Executive chairperson Christo van Niekerk says all stakeholders have already been informed about the closure due to economic reasons.

Due to severe drought and the unfavourable trading conditions in the small stock industry in Namibia, the company has made big losses and continues to make those losses. The shareholders of the company cannot sustain these losses and operations at the abattoir will cease at the end of the month, van Niekerk said.

Through an unfortunate confluence of events, it is the expressed opinion of the board that the operating environment for an export-approved abattoir has degenerated to such an extent that the business is no longer viable, he noted, further adding that the company has invested substantially in the world class export approved abattoir and has created job opportunities for many Namibians in the process.

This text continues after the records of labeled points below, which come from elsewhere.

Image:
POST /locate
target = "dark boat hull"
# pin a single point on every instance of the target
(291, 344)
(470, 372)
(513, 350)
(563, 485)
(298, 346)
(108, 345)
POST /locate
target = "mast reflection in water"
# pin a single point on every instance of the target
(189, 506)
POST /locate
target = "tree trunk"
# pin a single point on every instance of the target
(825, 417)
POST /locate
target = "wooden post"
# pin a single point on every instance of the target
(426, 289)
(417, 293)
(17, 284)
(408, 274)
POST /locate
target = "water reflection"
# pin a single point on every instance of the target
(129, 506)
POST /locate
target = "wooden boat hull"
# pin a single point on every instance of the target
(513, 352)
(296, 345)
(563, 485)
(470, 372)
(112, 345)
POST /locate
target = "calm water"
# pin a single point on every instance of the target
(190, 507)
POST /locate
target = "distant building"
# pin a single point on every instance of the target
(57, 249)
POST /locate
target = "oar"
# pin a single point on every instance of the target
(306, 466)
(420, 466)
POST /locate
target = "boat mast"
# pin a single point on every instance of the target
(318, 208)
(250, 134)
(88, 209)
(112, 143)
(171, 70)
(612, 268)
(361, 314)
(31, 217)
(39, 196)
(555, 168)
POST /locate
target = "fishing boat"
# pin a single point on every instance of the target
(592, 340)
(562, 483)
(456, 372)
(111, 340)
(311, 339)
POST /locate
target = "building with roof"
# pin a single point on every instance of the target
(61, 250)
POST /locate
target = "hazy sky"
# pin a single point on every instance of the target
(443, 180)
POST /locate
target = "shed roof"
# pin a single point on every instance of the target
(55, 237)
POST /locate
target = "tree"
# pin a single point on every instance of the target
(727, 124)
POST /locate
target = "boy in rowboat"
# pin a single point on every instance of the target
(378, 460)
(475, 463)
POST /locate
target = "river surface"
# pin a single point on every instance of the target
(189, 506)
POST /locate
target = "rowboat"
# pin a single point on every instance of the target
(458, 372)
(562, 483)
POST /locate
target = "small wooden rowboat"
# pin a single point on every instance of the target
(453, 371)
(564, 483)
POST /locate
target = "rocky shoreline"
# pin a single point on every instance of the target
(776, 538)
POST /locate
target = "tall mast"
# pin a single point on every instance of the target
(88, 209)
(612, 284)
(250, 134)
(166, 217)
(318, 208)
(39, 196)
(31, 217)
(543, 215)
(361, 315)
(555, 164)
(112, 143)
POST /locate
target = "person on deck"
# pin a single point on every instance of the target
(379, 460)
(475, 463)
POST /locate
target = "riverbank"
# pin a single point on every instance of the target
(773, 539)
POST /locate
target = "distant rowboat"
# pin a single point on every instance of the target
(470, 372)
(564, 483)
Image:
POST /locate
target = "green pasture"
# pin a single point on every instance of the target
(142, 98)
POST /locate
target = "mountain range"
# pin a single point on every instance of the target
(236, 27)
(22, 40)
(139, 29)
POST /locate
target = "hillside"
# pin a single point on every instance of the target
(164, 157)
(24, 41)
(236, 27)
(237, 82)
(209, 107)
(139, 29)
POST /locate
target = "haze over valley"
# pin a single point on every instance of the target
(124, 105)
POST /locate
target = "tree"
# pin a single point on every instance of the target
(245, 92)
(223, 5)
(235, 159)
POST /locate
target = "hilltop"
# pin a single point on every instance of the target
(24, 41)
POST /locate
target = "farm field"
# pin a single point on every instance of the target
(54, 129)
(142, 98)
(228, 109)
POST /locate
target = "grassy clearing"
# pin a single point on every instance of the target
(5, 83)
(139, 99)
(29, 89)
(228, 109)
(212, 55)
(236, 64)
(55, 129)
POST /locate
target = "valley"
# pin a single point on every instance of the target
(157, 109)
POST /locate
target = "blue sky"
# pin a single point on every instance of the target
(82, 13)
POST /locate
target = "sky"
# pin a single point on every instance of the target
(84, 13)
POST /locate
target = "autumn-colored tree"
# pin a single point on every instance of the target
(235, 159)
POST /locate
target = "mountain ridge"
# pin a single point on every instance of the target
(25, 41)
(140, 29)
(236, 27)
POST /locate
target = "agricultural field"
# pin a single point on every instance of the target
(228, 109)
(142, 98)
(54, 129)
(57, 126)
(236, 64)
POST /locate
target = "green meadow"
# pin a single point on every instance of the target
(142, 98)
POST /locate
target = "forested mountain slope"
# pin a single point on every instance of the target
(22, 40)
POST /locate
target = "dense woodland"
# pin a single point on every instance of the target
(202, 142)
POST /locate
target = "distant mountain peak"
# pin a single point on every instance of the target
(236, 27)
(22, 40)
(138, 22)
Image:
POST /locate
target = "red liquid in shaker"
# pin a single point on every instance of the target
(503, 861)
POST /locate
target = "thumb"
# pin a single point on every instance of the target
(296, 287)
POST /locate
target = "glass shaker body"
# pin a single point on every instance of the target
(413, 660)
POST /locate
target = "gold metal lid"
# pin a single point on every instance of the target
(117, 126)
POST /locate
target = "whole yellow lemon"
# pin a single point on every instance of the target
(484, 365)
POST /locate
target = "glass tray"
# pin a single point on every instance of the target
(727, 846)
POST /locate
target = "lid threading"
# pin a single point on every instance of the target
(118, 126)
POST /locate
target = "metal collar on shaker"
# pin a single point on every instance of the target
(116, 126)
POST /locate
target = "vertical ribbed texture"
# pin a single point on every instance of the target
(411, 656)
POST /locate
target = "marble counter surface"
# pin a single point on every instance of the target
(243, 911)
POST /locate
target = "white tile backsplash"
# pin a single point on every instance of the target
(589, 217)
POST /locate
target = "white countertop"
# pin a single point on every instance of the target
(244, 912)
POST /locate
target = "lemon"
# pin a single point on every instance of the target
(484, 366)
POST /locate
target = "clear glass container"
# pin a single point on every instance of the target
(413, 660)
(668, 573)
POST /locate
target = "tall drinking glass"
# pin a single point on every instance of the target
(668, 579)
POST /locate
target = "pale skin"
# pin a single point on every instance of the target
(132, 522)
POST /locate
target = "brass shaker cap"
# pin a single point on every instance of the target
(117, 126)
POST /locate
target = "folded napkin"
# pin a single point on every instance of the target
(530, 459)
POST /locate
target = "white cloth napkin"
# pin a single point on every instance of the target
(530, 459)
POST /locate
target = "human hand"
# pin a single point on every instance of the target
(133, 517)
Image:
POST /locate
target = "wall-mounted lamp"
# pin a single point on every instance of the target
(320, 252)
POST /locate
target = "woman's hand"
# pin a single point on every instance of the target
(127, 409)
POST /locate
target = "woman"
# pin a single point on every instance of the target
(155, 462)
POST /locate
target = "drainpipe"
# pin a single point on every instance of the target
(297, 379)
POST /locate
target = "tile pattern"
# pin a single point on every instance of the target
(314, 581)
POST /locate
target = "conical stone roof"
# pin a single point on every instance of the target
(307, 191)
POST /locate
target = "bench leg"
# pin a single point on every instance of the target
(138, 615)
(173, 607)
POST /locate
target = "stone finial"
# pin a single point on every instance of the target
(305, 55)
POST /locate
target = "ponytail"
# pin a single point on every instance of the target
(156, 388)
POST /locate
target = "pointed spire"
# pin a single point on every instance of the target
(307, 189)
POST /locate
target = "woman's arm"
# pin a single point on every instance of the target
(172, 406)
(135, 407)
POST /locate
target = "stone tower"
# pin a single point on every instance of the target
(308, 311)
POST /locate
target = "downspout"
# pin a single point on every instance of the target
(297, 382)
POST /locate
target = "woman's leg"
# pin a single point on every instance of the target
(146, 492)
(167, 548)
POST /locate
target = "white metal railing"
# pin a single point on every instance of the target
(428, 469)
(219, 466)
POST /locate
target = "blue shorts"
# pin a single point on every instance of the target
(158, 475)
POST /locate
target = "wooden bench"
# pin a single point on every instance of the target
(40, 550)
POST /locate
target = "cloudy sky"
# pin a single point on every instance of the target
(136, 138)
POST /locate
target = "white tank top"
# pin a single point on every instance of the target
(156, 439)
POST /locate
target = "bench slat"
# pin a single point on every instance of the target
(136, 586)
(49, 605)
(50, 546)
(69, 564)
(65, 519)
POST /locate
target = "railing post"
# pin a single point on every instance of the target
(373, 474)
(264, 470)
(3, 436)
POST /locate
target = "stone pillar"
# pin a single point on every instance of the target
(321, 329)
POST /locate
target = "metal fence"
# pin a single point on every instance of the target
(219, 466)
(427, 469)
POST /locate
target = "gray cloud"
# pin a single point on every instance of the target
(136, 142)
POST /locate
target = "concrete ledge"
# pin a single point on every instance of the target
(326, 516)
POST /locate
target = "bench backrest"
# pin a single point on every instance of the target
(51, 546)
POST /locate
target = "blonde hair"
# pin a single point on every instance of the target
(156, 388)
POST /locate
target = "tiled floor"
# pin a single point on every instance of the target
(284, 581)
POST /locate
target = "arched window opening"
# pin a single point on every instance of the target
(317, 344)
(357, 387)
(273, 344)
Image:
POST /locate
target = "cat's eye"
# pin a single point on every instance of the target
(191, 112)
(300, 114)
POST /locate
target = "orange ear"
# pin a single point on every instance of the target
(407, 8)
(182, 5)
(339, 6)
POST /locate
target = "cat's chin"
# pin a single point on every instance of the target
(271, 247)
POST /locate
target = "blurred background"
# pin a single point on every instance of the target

It is a sad reality that due to a lack of support for local value addition they have to bid their producers, employees and stakeholders farewell. Retrenchment packages and all salary payments will be dealt with before the closure on September 30. The Farmers' Meat Market had positioned itself by investing heavily in its Mariental abattoir in the form of a N$4 million de-boning plant some ten years ago. It is estimated that the abattoir slaughtered at less than half of its capacity over the past year.

During the same period, some 80 percent of all marketable sheep left the country on the hoof. No export levy is imposed on the export of live 'slaughterable' small stock. This means abattoirs are not able to pay a competitive price to producers and therefore the vast number of slaughterable small stock leave Namibia on the hoof.